Dans ce contexte, les alliances seront vitales pour de nombreux partis qui mutualiseront ainsi leurs moyens pour limiter les coûts et couvrir l’ensemble du pays.

C’est pour quand ?

Selon le calendrier électoral, les dates de dépôt des candidatures sont les suivantes :
24 juin au 08 juillet 2018 : retrait des formulaires, dépôt et traitement des dossiers des candidats députés provinciaux
25 juillet au 08 août 2018 : retrait des formulaires, dépôt et traitement des dossiers des candidats présidents de la République et députés nationaux.

Et, évidemment, être candidat à la présidentielle coûte à l’inscription 50.000 dollars.

Contrôler les bureaux de vote

L’opposition, qui est de facto exclu de la gestion du pays mais aussi de la CENI, totalement entre les mains de la majorité présidentielle, va devoir chercher à s’appuyer sur des témoins qu’elle devra former et rémunérer pour s’assurer de la transparence et de l’équité des prochaines élections.

Encore une source colossale de dépenses et un travail de titan en vue d’identifier, de recruter et de former suffisamment à temps les témoins. Car dans un pays de la taille de la RDC il y a près de 90.000 bureaux de vote. Tout candidat à l’élection présidentielle doit être présent dans chaque bureau avec idéalement deux témoins.

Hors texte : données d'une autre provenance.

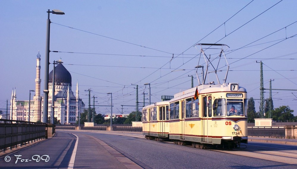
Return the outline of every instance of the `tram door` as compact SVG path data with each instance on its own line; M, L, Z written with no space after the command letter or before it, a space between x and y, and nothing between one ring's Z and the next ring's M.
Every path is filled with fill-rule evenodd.
M148 135L151 135L151 108L148 109Z
M203 141L212 142L211 129L211 96L208 95L203 97Z
M186 129L185 125L185 101L183 100L181 101L181 138L182 139L185 139L185 130Z
M165 136L165 106L159 107L159 136Z

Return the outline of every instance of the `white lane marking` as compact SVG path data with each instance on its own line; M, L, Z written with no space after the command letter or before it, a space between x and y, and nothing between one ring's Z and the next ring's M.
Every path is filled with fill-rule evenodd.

Les frais de formation, de déplacement et le montant nécessaire pour obtenir un original de procès verbal dans chaque bureau de vote donne une moyenne, après divers échanges avec des acteurs des précédentes élections, de 30 dollars par témoin, soit 2.7 millions de dollars !

Un parti aux ambitions nationales disposant d’un candidat à la présidentielle et devant présenter des candidats dans toutes les circonscriptions tant au national qu’au provincial doit dépenser en terme de caution ou de déposit pour chacun de ces candidats près de 1 millions dollars.

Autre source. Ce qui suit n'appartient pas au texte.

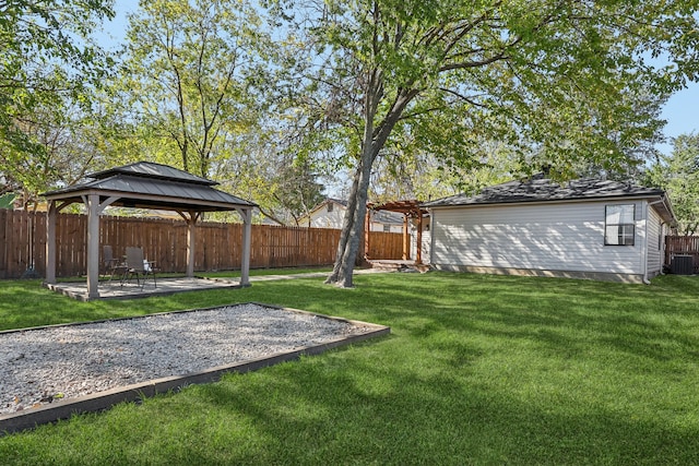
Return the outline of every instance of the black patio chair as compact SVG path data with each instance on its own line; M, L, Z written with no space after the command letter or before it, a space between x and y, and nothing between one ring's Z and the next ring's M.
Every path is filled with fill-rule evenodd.
M114 251L109 244L102 247L102 264L104 266L104 276L109 276L109 282L111 282L115 275L121 277L126 272L126 265L122 261L114 256Z
M153 286L157 288L155 279L155 262L143 258L143 249L135 247L127 248L127 273L125 282L135 276L135 283L143 289L149 279L153 279Z

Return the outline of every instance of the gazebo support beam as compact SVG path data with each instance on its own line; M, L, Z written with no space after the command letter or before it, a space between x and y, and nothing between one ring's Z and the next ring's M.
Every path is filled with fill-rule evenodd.
M56 283L56 201L50 201L46 213L46 283Z
M240 286L250 286L250 244L252 237L252 210L237 208L242 217L242 254L240 263Z
M87 206L87 298L99 298L99 195L83 198Z

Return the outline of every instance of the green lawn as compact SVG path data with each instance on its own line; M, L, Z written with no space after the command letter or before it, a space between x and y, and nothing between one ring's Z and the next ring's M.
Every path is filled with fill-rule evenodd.
M5 435L0 464L699 464L699 277L643 286L429 273L355 283L82 303L37 282L0 282L1 328L244 301L392 328Z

Des frais administratifs doivent être prévus pour que les mandataires de liste puissent déposer les listes des candidats dans chacune des circonscription après s’être assuré que les 1211 dossiers soient dûment complétés (photocopie de carte d’électeur, photo passeport, photocopie de diplome certifié, certificat de bonne vie et moeurs, etc.). Sur près de 200 circonscriptions, un forfait de 100 USD/liste est une moyenne puisqu’à la cinquantaine de circonscriptions à un seul siège, il faut penser à celle qui ont plus de 5 sièges pour lesquelles les démarches sont lourdes et astreignantes. Soit 20.000 dollars pour les mandataires de liste.

Bilan chiffré

Un candidat à l’élection présidentielle en RDC et son parti doivent décaisser près de 4 millions de dollars pour le dépot des candidatures et les témoins dans les bureaux de vote.

Ces montants ne sont que les frais d’inscription ! Il faut encore faire campagne. Dans un pays de cette taille, il faut prévoir des véhicules, des motos, le carburant et toute la panoplie du parfait candidat (calicots, affiches, photos, etc).

Le minimum que doit sortir un parti par candidat ? Selon nos entretiens avec différents responsables de partis, il faut compter un minimum de 2000 dollars par candidat. Le solde devant être amené par le candidat lui-même.

On repart avec les mêmes chiffres : 500 candidats aux législatives et 711 aux priovinciales soit 2,5 millions de dollars (en arrondissant un tout petit peu). Un montant à additionner aux 4 millions précédents. On arrive donc à un montant de 6,5 millions de dollars.

Qui peut se le permettre ?

Aujourd’hui, sur l’échiquier politique congolais, seul le regroupement des partis présidentiels peut se permettre de telles dépenses.

Des candidats déclarés comme Martin Fayulu ou Noël Tshiani ne peuvent envisager de partir seuls dans une telle aventure.

Seuls Moïse Katumbi et les partis politiques qui le suivent aujourd’hui (G7 et AR) peuvent prétendre débourser de tels montants.

Le temps des alliances est venu. Avec cette révision de la loi électorale, la majorité présidentielle a resserré à outrance les jeux et fait de son pire ennemi, Moïse Katumbi, son seul réel adversaire politique. On comprend donc mieux pourquoi la décrispation qui doit permettre le retour de Katumbi en homme libre au pays éprouve tant de difficultés à devenir réalité.